Hoje tijolaços são lançados para defender, com desfaçatez, políticas que aumentam cada vez mais as “perdas internacionais”, processo que foi tema diuturno nas declarações e lutas do velho político do PDT. Acho que o Gaúcho antevia que a nossa Pátria poderia chegar, ao que chegou agora, — se continuasse a trilhar o caminho que vinha fazendo— a queimar quase 50 por cento do orçamento da União para saciar a agiotagem dos grandes banqueiros internacionais.
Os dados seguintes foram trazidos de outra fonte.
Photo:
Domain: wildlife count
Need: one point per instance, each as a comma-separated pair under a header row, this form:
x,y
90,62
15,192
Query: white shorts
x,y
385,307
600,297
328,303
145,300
Quando ainda em meados de dezembro de 2002, Lula de lá dos Estados Unidos, depois de se encontrar com “o companheiro Bush”, anunciou que o presidente do Banco Central do Brasil seria Henrique Meirelles, homem, e ex-presidente, do Banco de Washington, Brizola mandou um Tijolaço denunciando, condenando, discordando, e quase que rompendo com o futuro presidente Lula. De lá até junho de 2004, quando morreu Brizola, o Tijolaço a cada dia ganhava mais força contra o que estava ocorrendo no governo do ex-operário.
Já que estamos falando em Tijolaço, fato estranho foi o sumiço do site do PDT daqueles artigos escritos por Brizola e que criticava duro o governo de Lula. Sumiço ocorrido logo após o partido cair nos cargos, e nos braços, do PT.
Morto Brizola em 2004, rapidamente se revelaram alguns ansiosos por boquinhas aqui e ali. Sofreram resistência internas, mas em 2007 o partido tombou e caiu de cara (ou sem cara) e alma no governo do PT. A boquinha pesou. E pensando bem, tem gente que adora até uma boquinha em alguma Liderança.
Quanto à Liderança, se quiserem eu até desenho.